We finished the day with El último cantar, a show about El Cid. In this one, you get the horses and the dancing in a huge indoor space where the seats rotate to different parts of the fixed circular stage, impressive indeed.

There are many other shows, and they add about a show a year, but we were knackered, so we called it a day.

My recommendation? If it is not too hot, go enjoy the day. If it is hot, go to the night show. If you have the time, do the night show and then the next day go for the day. You are welcome.

La feria del libro in Madrid

Here is a bit of a paradox: I love literature (so much that I made it my livelihood), I love books, but I really do not like Madrid’s huge annual book fair: La Feria del Libro.

Every year, the first two weeks in June, hundreds of bookstores and publishers set up camp in Madrid’s beautiful Retiro Park.
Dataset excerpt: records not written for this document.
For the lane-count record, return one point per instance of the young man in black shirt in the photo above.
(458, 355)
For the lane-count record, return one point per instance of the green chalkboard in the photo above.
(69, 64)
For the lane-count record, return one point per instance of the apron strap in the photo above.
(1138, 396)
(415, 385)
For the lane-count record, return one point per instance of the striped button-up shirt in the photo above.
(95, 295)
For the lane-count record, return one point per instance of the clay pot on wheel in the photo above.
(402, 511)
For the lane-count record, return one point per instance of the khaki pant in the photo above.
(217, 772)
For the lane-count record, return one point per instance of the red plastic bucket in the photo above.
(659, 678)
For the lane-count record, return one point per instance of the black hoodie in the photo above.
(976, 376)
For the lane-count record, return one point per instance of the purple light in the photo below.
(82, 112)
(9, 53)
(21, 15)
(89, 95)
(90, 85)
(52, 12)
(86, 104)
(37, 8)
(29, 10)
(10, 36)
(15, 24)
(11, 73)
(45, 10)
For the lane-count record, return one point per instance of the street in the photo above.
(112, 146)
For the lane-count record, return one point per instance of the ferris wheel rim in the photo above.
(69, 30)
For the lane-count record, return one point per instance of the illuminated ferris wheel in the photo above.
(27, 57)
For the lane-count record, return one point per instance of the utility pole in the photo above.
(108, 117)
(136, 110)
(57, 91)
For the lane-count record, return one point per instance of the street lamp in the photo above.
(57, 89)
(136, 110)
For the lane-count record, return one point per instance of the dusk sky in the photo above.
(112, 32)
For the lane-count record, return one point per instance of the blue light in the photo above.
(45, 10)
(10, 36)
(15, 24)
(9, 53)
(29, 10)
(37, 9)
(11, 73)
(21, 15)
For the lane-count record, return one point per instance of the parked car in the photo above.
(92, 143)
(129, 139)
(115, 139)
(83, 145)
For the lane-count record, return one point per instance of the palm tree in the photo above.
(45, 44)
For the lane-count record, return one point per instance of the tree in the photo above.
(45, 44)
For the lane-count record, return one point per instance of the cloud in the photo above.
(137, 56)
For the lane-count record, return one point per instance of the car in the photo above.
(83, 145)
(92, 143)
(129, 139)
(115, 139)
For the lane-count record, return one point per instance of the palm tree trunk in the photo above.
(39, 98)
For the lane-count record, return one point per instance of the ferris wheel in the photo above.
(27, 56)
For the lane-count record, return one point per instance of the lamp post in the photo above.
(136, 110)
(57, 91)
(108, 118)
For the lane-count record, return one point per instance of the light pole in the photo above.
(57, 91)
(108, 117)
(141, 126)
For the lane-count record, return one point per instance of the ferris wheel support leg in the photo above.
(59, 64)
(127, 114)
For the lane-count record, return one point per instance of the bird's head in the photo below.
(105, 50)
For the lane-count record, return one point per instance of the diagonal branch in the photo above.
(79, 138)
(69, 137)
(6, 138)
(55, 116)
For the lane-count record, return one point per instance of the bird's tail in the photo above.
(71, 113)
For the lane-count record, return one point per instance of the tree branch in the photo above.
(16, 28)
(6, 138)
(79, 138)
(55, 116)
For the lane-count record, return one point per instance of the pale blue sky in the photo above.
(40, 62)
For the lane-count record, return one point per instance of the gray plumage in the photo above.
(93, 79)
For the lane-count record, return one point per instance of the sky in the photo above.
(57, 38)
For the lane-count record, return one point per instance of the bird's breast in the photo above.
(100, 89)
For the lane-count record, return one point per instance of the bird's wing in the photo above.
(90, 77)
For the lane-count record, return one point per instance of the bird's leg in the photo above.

Every day, there are book signings, conferences, debates, colloquia, and, of course, bars, ice cream stands, and all sorts of other associated entertainment.

I try to avoid it, but I still go and walk around together with thousands of other folks who are looking for celebrity author sightings and signings and are willing to stand in line for hours to get a book signed.

This year was a bit different for me. Celia found out that Carmen Lomana, an old employee of my dad’s in London, who is now a bit of a celebrity, was signing her memoirs. We went to her booth, chatted with her for a few minutes about life in London in the early 80s, and bought her book for Mom, which Lomana kindly signed.

We also walked around, bought a couple of books, some overpriced ice cream, and enjoyed the throngs of people.

So if you are in Madrid the first couple of weeks in June and you love books (or don’t), go to the Retiro Park and enjoy the Feria del Libro with hundreds of other book lovers.

PS: Statistics show that for the last few years, while book sales are up, book reading is down. Someone explain that to me -or don’t bother.